Spanish Broom

We inherited a big rangy looking rounded shrub in the back yard when we moved in. In fact, there were several, apparently lots of seedlings from the main plant had spread about. We took all of them out, but left the one big parent plant.


It's Spanish Broom, Spartium junceum. It stayed evergreen all winter. It's upright, coarse looking, and  the foliage is thin, stiff, and needle-like.


Now, in late April, Spanish Broom is flowering. It has pea-like yellow flowers all over the thin stalks of foliage. It's hard to photograph -- the leaves are so narrow and the flowers are tiny.


And boy, is it fragrant. It's a heavy smell, very spicy, sometimes musky and unpleasant, but mostly just strongly sweet and noticeably perfumed.


The flowers are either butter-and-sugar white with pale yellow, or strongly golden yellow. I can't tell if they are different colors as they mature -- starting out one color and then turning another -- or if the plant really has two different flower colors at once.

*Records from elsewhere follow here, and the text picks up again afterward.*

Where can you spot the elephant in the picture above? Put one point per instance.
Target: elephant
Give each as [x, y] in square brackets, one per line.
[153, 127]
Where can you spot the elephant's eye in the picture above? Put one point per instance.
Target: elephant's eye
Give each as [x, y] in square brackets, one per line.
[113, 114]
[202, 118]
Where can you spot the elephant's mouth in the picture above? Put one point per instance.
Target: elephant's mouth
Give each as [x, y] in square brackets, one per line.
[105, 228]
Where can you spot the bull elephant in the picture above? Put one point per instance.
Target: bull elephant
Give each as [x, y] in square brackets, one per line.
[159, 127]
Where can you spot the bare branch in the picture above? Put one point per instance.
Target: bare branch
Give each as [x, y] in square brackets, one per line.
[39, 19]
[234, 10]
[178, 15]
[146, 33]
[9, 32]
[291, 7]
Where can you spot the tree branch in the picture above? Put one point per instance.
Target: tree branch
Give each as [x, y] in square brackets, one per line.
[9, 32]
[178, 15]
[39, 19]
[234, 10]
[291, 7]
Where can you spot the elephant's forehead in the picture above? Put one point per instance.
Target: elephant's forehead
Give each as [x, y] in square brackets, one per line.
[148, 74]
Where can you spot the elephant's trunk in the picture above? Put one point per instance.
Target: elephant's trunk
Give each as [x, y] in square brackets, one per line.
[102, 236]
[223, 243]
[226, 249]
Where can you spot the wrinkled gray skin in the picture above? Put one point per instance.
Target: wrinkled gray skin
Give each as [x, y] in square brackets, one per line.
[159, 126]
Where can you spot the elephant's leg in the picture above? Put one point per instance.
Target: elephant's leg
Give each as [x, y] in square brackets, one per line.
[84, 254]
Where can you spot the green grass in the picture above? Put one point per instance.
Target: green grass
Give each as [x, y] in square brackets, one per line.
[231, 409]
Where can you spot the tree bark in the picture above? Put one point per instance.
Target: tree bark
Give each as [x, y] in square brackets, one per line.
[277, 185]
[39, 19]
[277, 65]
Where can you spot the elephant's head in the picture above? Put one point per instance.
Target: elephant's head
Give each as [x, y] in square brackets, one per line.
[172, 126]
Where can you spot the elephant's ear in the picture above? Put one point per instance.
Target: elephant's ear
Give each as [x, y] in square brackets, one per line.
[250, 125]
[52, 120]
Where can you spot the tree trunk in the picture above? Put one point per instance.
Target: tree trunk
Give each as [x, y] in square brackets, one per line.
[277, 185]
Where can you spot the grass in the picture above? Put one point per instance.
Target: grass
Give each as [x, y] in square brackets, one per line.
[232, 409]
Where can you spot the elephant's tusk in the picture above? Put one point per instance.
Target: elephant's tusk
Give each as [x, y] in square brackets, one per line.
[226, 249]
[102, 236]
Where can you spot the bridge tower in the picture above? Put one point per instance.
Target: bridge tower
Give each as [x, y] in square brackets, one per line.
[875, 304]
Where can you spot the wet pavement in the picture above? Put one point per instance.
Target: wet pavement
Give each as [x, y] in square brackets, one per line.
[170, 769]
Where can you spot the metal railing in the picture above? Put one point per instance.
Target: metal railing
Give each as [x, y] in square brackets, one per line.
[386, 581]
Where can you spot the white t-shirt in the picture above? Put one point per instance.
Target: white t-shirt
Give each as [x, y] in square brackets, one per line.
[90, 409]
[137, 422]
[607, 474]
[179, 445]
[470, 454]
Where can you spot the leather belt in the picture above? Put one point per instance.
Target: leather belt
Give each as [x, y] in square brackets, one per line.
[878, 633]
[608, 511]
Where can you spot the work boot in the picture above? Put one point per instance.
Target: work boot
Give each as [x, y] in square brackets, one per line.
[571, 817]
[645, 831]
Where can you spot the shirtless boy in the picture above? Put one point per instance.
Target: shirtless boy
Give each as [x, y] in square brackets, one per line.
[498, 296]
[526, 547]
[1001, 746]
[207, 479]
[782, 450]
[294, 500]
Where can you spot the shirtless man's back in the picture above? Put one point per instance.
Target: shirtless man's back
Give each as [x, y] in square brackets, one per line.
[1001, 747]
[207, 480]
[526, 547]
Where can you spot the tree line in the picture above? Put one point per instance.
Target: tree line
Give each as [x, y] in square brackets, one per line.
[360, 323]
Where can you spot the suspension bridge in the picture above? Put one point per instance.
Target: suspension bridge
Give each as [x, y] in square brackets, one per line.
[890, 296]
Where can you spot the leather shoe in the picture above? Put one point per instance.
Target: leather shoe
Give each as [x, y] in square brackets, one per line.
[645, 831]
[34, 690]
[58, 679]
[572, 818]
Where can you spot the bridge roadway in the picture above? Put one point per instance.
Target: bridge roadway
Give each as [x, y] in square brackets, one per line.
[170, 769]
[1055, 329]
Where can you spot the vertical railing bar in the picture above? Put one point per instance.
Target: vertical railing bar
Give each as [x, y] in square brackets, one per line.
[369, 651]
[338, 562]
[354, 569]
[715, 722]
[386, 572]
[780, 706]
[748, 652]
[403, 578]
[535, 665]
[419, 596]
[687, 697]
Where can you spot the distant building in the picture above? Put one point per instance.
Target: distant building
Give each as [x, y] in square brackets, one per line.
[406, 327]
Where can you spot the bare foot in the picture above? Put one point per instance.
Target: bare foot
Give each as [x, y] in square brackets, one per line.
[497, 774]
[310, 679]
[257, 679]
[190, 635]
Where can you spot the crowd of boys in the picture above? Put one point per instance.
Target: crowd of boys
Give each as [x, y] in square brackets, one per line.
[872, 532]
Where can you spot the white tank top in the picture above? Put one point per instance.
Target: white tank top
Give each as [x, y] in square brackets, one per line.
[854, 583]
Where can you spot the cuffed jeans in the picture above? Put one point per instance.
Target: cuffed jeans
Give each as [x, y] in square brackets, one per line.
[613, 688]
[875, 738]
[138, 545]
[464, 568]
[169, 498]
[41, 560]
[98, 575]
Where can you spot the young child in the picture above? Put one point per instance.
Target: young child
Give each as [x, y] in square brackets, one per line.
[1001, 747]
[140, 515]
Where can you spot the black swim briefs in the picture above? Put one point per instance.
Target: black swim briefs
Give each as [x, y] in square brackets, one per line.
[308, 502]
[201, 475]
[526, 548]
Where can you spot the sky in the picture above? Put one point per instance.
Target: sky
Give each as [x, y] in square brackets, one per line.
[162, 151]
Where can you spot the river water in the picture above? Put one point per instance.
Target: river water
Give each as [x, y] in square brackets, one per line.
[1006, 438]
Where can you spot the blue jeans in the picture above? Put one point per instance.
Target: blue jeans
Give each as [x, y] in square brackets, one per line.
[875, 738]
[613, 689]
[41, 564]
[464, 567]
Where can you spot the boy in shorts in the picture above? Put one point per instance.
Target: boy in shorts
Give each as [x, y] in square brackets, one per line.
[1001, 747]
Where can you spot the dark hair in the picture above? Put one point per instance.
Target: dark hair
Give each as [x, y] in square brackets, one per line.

Half the shrub has these pretty cream colored blooms . . .


 . . . . and half the shrub sports sunny golden yellow blooms, all at the same time.


For such a rough looking plant, it has delicate flowers. It's a tough one -- it grows in adverse, dry, lean soil conditions and is great for erosion control. It's invasive in California.


Most sources say it's cold hardy to zone 8 or zone 7 -- which is odd, since Santa Fe is colder than that in most winters, but here it is, happy, thriving, setting many seedlings  and now blooming fragrantly.